Stop Prompting.
Start Compiling.

The Structural Execution Framework (SEF-DTE) for Deterministic AI Task Execution in Enterprise Data Engineering.

You cannot build a firewall out of English.

Natural language alignment is a single point of failure. When an LLM is asked to handle PII or execute Databricks pipelines, hoping it follows the rules is a catastrophic architectural flaw. Enterprise AI requires deterministic engineering laws.

# Standard Prompting Failure

System: "Please do not write SparkSession code."

Assistant: "Here is your SparkSession code..."

The Manifesto

1. Complete Separation of Concerns

System logic belongs to the architects; runtime context belongs to the data environment; user inputs belong to the client. These three vectors must never be treated as a single string.

2. GitOps over Code-Chasing

Behavioral updates, prompt tweaks, and organizational compliance constraints must never require an application deployment. If you have to push Python code to change a prompt constraint, your system architecture is broken.

3. Defense in Depth

No single model or prompt can be trusted to police itself. A secure AI pipeline must filter inputs algorithmically, rigidly enforce execution contexts via compiled schemas, and judge outputs asynchronously before a single token reaches the user.

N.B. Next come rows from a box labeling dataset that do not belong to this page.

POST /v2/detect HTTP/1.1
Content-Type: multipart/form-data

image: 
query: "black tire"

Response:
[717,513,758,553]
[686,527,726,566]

Deterministic Verification

Layer 3 of the SEF architecture acts as an autonomous auditor, returning strict, parseable JSON verdicts before any code executes.

$ python -m sef.validators.judge

Executing live Layer 3 Compliance Audit via LLM...

=== LAYER 3 VERDICT PASSED ===

{
  "passed": true,
  "violations": [],
  "reasoning": "The code correctly uses the Databricks Delta Live Tables (DLT) with the @dlt.table decorator and does not include any standard SparkSession code, thus adhering to all specified constraints."